拒んでも致し方ないので、マックイーンはそのままスマホを手渡した。
「ライスさんの依頼……」
「自分の大切な想い出を、漫画として残したいとの事で」
ドーベルも依頼文を読み進めて、チームシリウスとマックイーンの事を深く知れた気がして少し嬉しくなった。
ここで「マックイーン、慕われているのね」とでも言えば茶化していると受け取られそうだからその点については何も言わないが。
ともかくとして、今から行うのは通過儀礼だ。ドーベルはライスシャワーに対して返信を行った。

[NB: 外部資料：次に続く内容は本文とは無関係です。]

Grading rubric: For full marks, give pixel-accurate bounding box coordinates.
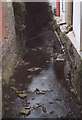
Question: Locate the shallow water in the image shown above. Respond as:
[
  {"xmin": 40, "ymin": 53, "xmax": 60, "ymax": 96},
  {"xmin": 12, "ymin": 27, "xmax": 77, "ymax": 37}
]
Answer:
[{"xmin": 3, "ymin": 31, "xmax": 80, "ymax": 118}]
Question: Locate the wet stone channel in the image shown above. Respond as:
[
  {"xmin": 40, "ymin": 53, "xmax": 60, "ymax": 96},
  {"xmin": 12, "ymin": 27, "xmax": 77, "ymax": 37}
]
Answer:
[{"xmin": 3, "ymin": 30, "xmax": 80, "ymax": 118}]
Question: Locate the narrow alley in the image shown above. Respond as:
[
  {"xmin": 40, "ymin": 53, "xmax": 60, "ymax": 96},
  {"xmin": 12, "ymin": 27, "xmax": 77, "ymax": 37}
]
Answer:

『モデル本人の許可がない場合は当人への配慮の為、納品した作品については公には非公開の形となりますがよろしいですか?』
『トレーナーさん、ブルボンさんやゴールドシップさんには許可が取れています。でもマックイーンさんは近頃忙しそうなので……』
ドーベルは微笑んでいいのか困った方がいいのか、そんな複雑な表情でマックイーンの方を見た。
「……どうする?」
その問いにマックイーンは作業に集中している体で答えない。
しかし、翌日すぐにライスシャワーから『許可が取れました!!』と大喜びのメールが届いた事で、ドーベルは苦笑するしかなかった。
さてはて、では作品の執筆に取り掛かろう。
ライスシャワーは絵本を作るのが趣味だとかいう話を聞いた事がある。その経験があってか、物語の道筋を説明する文章は理解がしやすかった。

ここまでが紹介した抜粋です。